Mr. Stevenson’s last letters to myself were full of his concern for a common friend of ours, who was very ill. Depressed himself, Mr. Stevenson wrote to this gentleman—why should I not mention Mr. James Payn?—with consoling gaiety. I attributed his depression to any cause but his own health, of which he rarely spoke. He lamented the “ill-staged fifth act of life”; he, at least, had no long hopeless years of diminished force to bear.
I have known no man in whom the pre-eminently manly virtues of kindness, courage, sympathy, generosity, helpfulness, were more beautifully conspicuous than in Mr. Stevenson, no man so much loved—it is not too strong a word—by so many and such various people. He was as unique in character as in literary genius.
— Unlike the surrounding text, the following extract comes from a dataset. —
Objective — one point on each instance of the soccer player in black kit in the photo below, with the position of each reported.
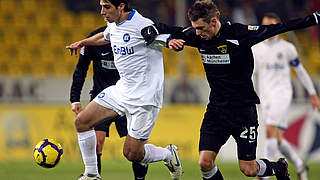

To say what ought to be said concerning Dr. John Brown, a man should have known him well and long, and should remember much of that old generation of Scotchmen to whom the author of “Rab and his Friends” belonged. But that generation has departed. One by one these wits and scholars of the North, these epigoni who were not, indeed, of the heroes, but who had seen and remembered Scott and Wilson, have passed away. Aytoun and Carlyle and Dr. Burton, and last, Dr. Brown, are gone. Sir Theodore Martin alone is left. In her memoir of Dr. Burton—the historian of Scotland, and author of “The Book-hunter”—Mrs. Burton remarks that, in her husband’s later days, only Dr. John Brown and Professor Blackie remained of all her husband’s ancient friends and coevals, of all who remembered Lockhart, and Hogg, and their times. But many are left who knew Dr. Brown far better and more intimately than the author of this notice. I can hardly say when I first became acquainted with him, probably it was in my childhood. Ever since I was a boy, certainly, I used to see him at intervals, especially in the Christmas vacations. But he seldom moved from Edinburgh, except in summer, which he frequently passed in the country house of certain friends of his, whose affection made much of the happiness of his latest years, and whose unfailing kindness attended him in his dying hours. Living always in Scotland, Dr. Brown was seen but rarely by his friends who resided in England. Thus, though Dr. Brown’s sweetness of disposition and charm of manner, his humour, and his unfailing sympathy and encouragement, made one feel toward him as to a familiar friend, yet, of his actual life I saw but little, and have few reminiscences to contribute. One can only speak of that singular geniality of his, that temper of goodness and natural tolerance and affection, which, as Scotsmen best know, is not universal among the Scots. Our race does not need to pray, like the mechanic in the story, that Providence will give us “a good conceit of ourselves.” But we must acknowledge that the Scotch temper is critical if not captious, argumentative, inclined to look at the seamy side of men and of their performances, and to dwell on imperfections rather than on merits and virtues. An example of these blemishes of the Scotch disposition, carried to an extreme degree in the nature of a man of genius, is offered to the world in the writings and “Reminiscences” of Mr. Carlyle.